# Discolorations on knotty pine wood



## Karen G (May 19, 2006)

We have knotty pine tongue and groove wood on the walls and ceiling in my husband's office/den at home.  It was put on the walls probably about 15-16 years ago when we remodeled the house.  He has had several pictures and other items hanging on the walls in there and upon taking them down, we found that the areas where something was hanging on the wall are much lighter than the rest of the wall. The outlines of those items are clearly evident. Also, there was a large credenza/book case behind his desk, and when we moved it the outline of that also shows.

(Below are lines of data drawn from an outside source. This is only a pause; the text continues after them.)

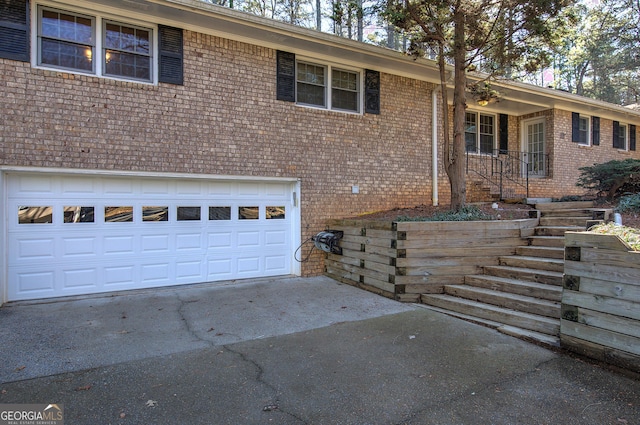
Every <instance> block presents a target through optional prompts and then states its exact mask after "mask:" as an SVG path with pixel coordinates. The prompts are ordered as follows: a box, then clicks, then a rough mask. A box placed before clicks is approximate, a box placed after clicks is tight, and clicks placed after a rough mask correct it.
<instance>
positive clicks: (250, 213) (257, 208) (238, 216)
mask: <svg viewBox="0 0 640 425" xmlns="http://www.w3.org/2000/svg"><path fill="white" fill-rule="evenodd" d="M238 218H239V219H240V220H257V219H259V218H260V208H258V207H240V208H238Z"/></svg>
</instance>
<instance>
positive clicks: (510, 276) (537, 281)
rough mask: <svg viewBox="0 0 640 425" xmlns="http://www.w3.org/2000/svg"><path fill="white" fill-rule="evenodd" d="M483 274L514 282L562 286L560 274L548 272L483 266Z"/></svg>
mask: <svg viewBox="0 0 640 425" xmlns="http://www.w3.org/2000/svg"><path fill="white" fill-rule="evenodd" d="M484 273H485V274H486V275H489V276H497V277H506V278H509V279H516V280H529V281H532V282H538V283H546V284H547V285H557V286H562V273H561V272H555V271H548V270H536V269H526V268H521V267H510V266H485V267H484Z"/></svg>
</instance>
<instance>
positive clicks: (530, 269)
mask: <svg viewBox="0 0 640 425" xmlns="http://www.w3.org/2000/svg"><path fill="white" fill-rule="evenodd" d="M484 268H485V269H494V268H499V269H502V270H514V271H517V270H521V271H522V272H524V273H538V274H544V275H547V276H557V277H562V275H563V273H562V272H554V271H551V270H540V269H531V268H526V267H513V266H484Z"/></svg>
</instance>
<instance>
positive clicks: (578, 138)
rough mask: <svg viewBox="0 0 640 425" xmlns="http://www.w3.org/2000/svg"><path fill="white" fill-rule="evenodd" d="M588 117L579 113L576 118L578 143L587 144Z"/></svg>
mask: <svg viewBox="0 0 640 425" xmlns="http://www.w3.org/2000/svg"><path fill="white" fill-rule="evenodd" d="M589 121H590V120H589V117H585V116H582V115H580V117H579V118H578V140H577V142H578V144H580V145H586V146H588V145H589Z"/></svg>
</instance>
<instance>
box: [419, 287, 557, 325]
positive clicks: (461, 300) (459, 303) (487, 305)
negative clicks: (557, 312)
mask: <svg viewBox="0 0 640 425" xmlns="http://www.w3.org/2000/svg"><path fill="white" fill-rule="evenodd" d="M422 298H426V299H428V298H434V299H446V300H449V301H451V302H455V303H457V304H462V305H466V306H474V307H482V308H483V309H486V310H490V311H495V312H500V313H503V314H510V315H514V316H519V317H523V318H527V319H530V320H536V321H540V322H544V323H548V324H553V325H556V324H557V325H558V327H559V326H560V320H558V319H554V318H551V317H546V316H540V315H537V314H532V313H525V312H523V311H518V310H513V309H510V308H505V307H499V306H497V305H493V304H487V303H483V302H480V301H473V300H468V299H466V298H460V297H455V296H453V295H448V294H423V295H422Z"/></svg>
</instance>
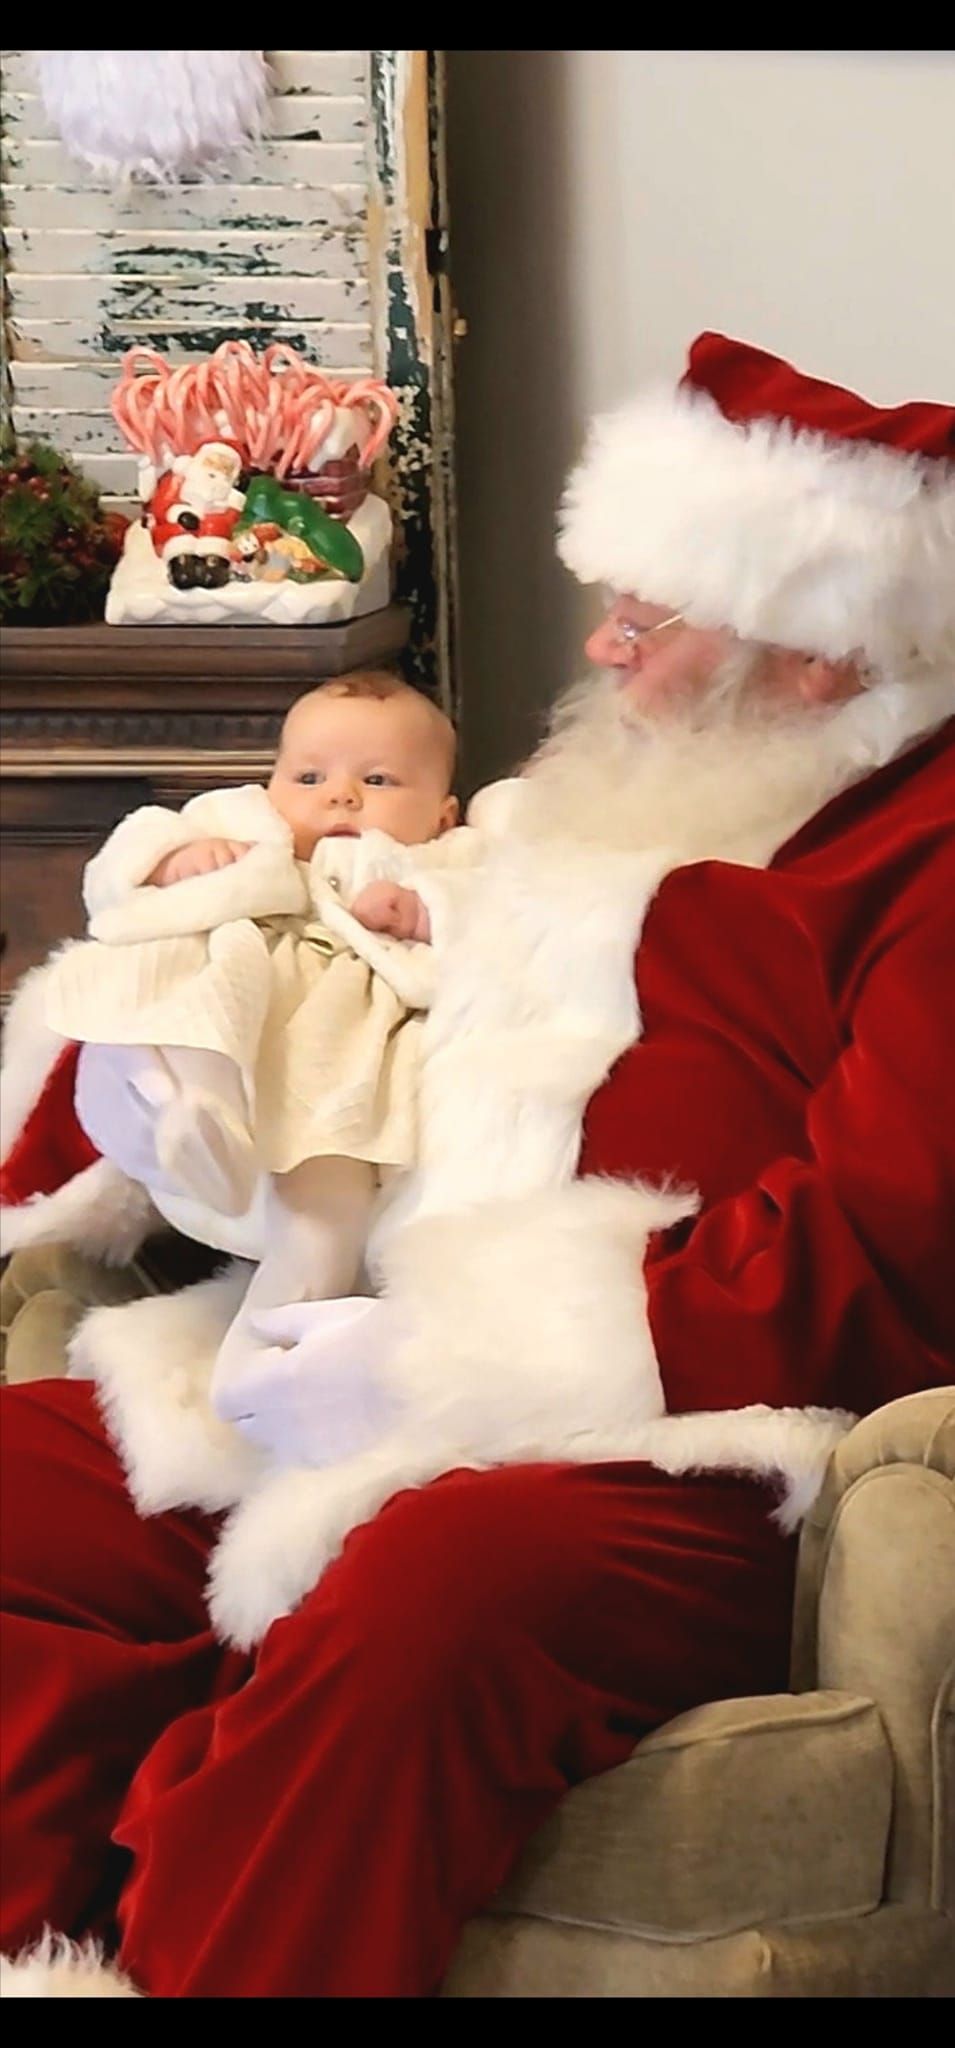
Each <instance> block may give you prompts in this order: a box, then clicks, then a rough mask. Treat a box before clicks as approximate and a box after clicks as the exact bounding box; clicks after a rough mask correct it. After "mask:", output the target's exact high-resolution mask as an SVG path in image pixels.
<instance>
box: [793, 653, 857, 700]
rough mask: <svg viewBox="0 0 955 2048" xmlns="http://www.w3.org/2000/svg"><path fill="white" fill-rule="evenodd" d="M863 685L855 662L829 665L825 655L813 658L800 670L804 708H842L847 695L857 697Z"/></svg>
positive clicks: (839, 663)
mask: <svg viewBox="0 0 955 2048" xmlns="http://www.w3.org/2000/svg"><path fill="white" fill-rule="evenodd" d="M861 686H863V684H861V676H859V668H857V664H855V662H826V659H824V655H814V657H812V659H809V662H803V664H801V670H799V696H801V700H803V705H842V702H844V700H846V698H848V696H857V692H859V690H861Z"/></svg>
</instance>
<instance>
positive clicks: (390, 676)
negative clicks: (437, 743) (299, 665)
mask: <svg viewBox="0 0 955 2048" xmlns="http://www.w3.org/2000/svg"><path fill="white" fill-rule="evenodd" d="M322 696H352V698H373V700H377V702H387V698H389V696H412V698H414V702H416V705H420V709H422V713H424V719H426V723H428V725H430V731H432V737H434V739H437V743H439V745H441V750H443V754H445V758H447V786H449V788H451V782H453V778H455V762H457V733H455V727H453V725H451V719H449V717H447V713H445V711H441V707H439V705H434V702H432V698H430V696H424V690H416V688H414V686H412V684H410V682H406V680H404V676H396V674H393V670H389V668H357V670H352V672H350V674H346V676H330V678H328V682H318V684H316V688H314V690H305V694H303V696H297V698H295V702H293V705H291V711H299V709H301V705H307V702H314V700H316V698H322ZM291 711H289V715H291Z"/></svg>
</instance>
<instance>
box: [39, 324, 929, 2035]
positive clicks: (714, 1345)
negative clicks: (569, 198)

We're going to sell the house in about a year and we're wondering if we should take everything off the walls and see if the color will somehow even out.  It doesn't seem like there was any kind of sealer or stain put on the wood when it was new, or if there was it is very light.

Would there be some kind of oil or stain that we could use to even out the color?


----------



## Marvin (May 20, 2006)

Exposed wood,  when left natural like yours, tends to turn darker over time.  If you expose it now, it will probably will never "catch up" with the other darker areas.  I am no expert, but I think that sanding and refinishing the entire surfaces  is the only cure for your situation, unless you want to just paint the room.   I hope someone else comes up with an easier solution for you!


----------



## caribbeansun (May 21, 2006)

Marvin is right on.  Cherry is very bad for that - it's the sun that changes the colour and it's unlikely that leaving them exposed will even out the colour.  

Since you mentioned that the boards aren't finished it may be possible to sand down below the surface level and see if it is all right - depends how deeply it penetrated.  Do a small piece in a spot that is less noticeable - ie. floor level next to where you moved the credenza and see if that works.  If that doesn't work you'll have to stain or paint the entire room - the stain will have to be dark in order for the differences to be less noticeable - again test in a less noticeable location.


----------



## JudyH (May 21, 2006)

You could try straight bleach on the boards, if it is not finished.  35 years ago, our room had been varnished knotty pine, it had turned dark and uglier.  There were places where pictures left light spots on the wall.  I stripped all the varnish off, then bleached the wood.  It helped somewhat.  Not great, I guess, cause I restained the wood dark walnut.  I kept that a while, then had the room painted antique white.

Maybe an internet search would give a better receipe for removing stains.  The bleach did not hurt the wood, however.


----------